Encore la voix de la femme inspecteur. Elle voulait qu’il pose son arme, sinon… Comment s’appelait-elle ? Ah oui, Flanagan.

« D’accord, dit-il. Mais avant, je voudrais vous raconter quelque chose.

— Je vais tirer, répéta Flanagan.

— Non, vous ne tirerez pas. Vous ne pouvez pas. On n’est pas en Amérique. Je ne vise personne. Je n’ai pas le doigt sur la détente.

— Posez votre arme immédiatement.

— Oui, mais je veux d’abord vous livrer un secret. Sur Graham Carlisle.

— Graham Carlisle est mort. » Flanagan n’était plus qu’à trois mètres.

« Quoi ?

— Il a été tué par sa femme hier soir. »

L’Étincelle se tourna vers Lennon. « C’est vrai, Jack ? Il est mort ?

— Oui, c’est vrai. Comment vous aurait-on trouvé ici, autrement ?

— Il vous a dit qu’il avait été très vilain ?

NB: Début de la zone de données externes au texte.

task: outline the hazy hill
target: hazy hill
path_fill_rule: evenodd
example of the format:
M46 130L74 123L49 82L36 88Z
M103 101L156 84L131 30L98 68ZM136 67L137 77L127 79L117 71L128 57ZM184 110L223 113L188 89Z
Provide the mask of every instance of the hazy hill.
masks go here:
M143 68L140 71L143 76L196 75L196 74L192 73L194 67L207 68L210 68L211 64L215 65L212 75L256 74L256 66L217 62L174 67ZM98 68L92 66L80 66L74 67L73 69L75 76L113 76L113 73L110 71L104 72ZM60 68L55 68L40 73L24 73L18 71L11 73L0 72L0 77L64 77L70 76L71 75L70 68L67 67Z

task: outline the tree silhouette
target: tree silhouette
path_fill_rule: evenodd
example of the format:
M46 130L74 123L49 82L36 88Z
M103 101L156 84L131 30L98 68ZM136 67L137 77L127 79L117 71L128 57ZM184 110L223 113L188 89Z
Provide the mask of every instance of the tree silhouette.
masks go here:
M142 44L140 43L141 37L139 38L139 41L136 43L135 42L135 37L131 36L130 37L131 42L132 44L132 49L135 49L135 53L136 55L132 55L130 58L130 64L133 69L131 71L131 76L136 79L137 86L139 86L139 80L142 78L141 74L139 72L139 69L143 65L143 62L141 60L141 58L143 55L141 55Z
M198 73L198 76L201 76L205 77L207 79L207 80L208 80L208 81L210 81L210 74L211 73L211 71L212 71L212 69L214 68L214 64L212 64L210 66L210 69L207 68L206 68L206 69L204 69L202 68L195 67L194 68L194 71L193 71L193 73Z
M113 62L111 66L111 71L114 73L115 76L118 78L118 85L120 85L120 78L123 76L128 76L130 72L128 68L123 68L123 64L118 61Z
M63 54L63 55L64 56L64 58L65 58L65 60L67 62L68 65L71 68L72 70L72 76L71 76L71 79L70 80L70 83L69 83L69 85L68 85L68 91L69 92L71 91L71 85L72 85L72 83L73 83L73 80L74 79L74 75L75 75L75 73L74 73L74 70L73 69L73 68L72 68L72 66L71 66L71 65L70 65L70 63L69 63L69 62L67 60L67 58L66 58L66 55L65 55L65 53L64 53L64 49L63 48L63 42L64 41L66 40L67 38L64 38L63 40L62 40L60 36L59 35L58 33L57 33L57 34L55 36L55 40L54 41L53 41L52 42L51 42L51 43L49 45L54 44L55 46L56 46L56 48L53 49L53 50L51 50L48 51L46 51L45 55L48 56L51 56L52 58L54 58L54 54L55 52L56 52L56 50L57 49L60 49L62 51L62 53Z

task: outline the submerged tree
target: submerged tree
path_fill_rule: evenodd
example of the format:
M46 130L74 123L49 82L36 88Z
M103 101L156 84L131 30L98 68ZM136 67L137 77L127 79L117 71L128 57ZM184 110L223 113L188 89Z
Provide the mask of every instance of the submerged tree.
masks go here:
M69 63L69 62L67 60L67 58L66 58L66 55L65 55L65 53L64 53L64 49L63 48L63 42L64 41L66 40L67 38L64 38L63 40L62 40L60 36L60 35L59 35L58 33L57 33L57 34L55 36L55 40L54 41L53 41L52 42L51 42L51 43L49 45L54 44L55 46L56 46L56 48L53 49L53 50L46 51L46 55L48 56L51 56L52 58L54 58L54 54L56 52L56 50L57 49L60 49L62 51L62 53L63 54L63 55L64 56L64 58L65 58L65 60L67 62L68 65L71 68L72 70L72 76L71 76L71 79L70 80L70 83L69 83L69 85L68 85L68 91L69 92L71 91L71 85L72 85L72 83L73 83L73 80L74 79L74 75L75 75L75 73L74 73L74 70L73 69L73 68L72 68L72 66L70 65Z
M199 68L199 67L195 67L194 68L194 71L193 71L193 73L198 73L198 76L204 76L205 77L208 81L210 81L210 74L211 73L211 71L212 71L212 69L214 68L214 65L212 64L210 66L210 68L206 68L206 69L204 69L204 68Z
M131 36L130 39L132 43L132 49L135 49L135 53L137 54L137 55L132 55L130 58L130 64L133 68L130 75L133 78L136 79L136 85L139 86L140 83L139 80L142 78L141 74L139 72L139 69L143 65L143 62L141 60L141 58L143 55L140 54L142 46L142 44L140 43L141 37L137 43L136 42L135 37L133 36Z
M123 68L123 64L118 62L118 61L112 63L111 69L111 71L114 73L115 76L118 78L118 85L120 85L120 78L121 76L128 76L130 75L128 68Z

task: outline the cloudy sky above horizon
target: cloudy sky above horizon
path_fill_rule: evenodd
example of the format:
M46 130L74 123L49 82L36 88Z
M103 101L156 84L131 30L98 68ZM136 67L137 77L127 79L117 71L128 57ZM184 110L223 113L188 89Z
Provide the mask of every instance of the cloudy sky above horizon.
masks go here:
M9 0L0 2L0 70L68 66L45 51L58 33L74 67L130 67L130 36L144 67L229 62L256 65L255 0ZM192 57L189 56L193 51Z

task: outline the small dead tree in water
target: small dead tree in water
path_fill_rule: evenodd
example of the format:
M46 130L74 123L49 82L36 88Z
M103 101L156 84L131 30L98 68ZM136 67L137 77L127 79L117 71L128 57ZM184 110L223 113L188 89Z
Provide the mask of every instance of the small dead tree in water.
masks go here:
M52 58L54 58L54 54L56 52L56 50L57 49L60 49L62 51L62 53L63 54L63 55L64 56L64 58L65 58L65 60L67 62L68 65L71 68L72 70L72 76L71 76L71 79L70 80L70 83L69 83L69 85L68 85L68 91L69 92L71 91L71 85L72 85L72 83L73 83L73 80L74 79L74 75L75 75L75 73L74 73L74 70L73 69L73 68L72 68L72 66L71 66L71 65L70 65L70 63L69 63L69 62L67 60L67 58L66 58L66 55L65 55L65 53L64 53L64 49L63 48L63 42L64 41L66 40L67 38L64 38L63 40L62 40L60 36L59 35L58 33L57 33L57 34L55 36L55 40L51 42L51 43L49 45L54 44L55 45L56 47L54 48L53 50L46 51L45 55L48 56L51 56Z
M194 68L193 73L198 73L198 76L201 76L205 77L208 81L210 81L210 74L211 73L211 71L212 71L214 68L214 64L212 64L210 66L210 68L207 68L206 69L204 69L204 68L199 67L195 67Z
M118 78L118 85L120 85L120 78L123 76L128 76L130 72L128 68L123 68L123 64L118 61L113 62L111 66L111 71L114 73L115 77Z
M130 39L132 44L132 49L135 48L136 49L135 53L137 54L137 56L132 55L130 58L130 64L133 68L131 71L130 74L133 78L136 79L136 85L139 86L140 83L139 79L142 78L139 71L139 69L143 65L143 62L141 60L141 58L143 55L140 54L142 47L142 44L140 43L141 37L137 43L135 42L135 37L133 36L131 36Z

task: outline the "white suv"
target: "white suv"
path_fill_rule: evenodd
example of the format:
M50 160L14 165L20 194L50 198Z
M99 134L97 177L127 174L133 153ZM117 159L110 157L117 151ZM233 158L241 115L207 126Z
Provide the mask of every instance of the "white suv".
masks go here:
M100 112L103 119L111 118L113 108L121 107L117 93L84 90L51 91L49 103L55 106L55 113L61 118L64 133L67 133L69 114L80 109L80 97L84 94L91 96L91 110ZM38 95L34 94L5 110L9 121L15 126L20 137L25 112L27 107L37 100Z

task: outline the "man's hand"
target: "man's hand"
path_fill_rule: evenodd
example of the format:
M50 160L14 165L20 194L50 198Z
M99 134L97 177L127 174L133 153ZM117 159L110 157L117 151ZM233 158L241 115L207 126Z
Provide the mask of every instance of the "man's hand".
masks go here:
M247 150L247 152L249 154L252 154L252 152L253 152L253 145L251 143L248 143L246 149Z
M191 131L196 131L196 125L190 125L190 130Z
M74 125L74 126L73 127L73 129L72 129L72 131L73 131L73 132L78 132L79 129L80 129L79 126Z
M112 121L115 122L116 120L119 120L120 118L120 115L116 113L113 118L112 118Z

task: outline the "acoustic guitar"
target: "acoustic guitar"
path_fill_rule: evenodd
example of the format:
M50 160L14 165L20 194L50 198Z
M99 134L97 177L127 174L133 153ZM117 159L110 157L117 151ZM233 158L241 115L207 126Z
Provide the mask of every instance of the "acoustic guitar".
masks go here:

— On sait tout. Allez, ne soyez pas stupide. Posez le pistolet. »

Une rage cuisante dans son ventre. Comme un enfant qui n’aurait pas pu souffler les bougies de son gâteau d’anniversaire.

L’Étincelle haussa les épaules. « Tant pis. Alors, c’est fini, hein Jack ? »

Lennon remonta le long de la rambarde, du côté des ascenseurs. Plus près. « Oui, c’est terminé. Posez le pistolet, pour qu’il n’y ait pas d’autres blessés.

— J’aurais dû en tuer plus. Maintenant, c’est fini, et je n’en ai pas eu assez. Je voulais plus. »

Lennon devant l’escalier, à moins de deux mètres. Flanagan en face, le pistolet dans ses mains qui ne tremblaient pas.

« C’est largement suffisant, dit Lennon. Arrêtons-nous là.

— D’accord… Mais juste un dernier. »

C’était l’heure de laisser sortir l’éclair. D’araser le monde, de tout niveler. L’heure des flammes.

L’Étincelle appuya le canon contre sa tempe.

58

« Non ! » Lennon se jeta instinctivement en avant.

Au moment où son épaule heurtait l’Étincelle, il entendit le coup de feu, perçut la brûlure de l’explosion sur sa joue. Le corps de l’Étincelle s’abattit contre la rambarde, et s’il n’y avait eu le vrombissement strident que lui laissait la détonation dans l’oreille, Lennon aurait entendu le soupir de l’homme plus petit et plus frêle qu’il écrasait sous son poids.

Le pistolet glissa sur le sol en tournoyant. Des mains cherchèrent à agripper sa gorge. Il colla fermement son menton à sa poitrine, enveloppa dans ses bras le torse de l’Étincelle, et serra. C’était comme se débattre avec un chien effrayé qui tentait de mordre et de griffer.

« Écartez-vous, Jack ! »

La voix de Flanagan, à des kilomètres de là, qui parvenait faiblement à son oreille dévastée, assaillie par des coups de dent. Aucune force, aucune stabilité, il n’avait que sa masse. Il s’en servit pour maintenir l’Étincelle contre la rambarde. Mais cela ne suffisait pas.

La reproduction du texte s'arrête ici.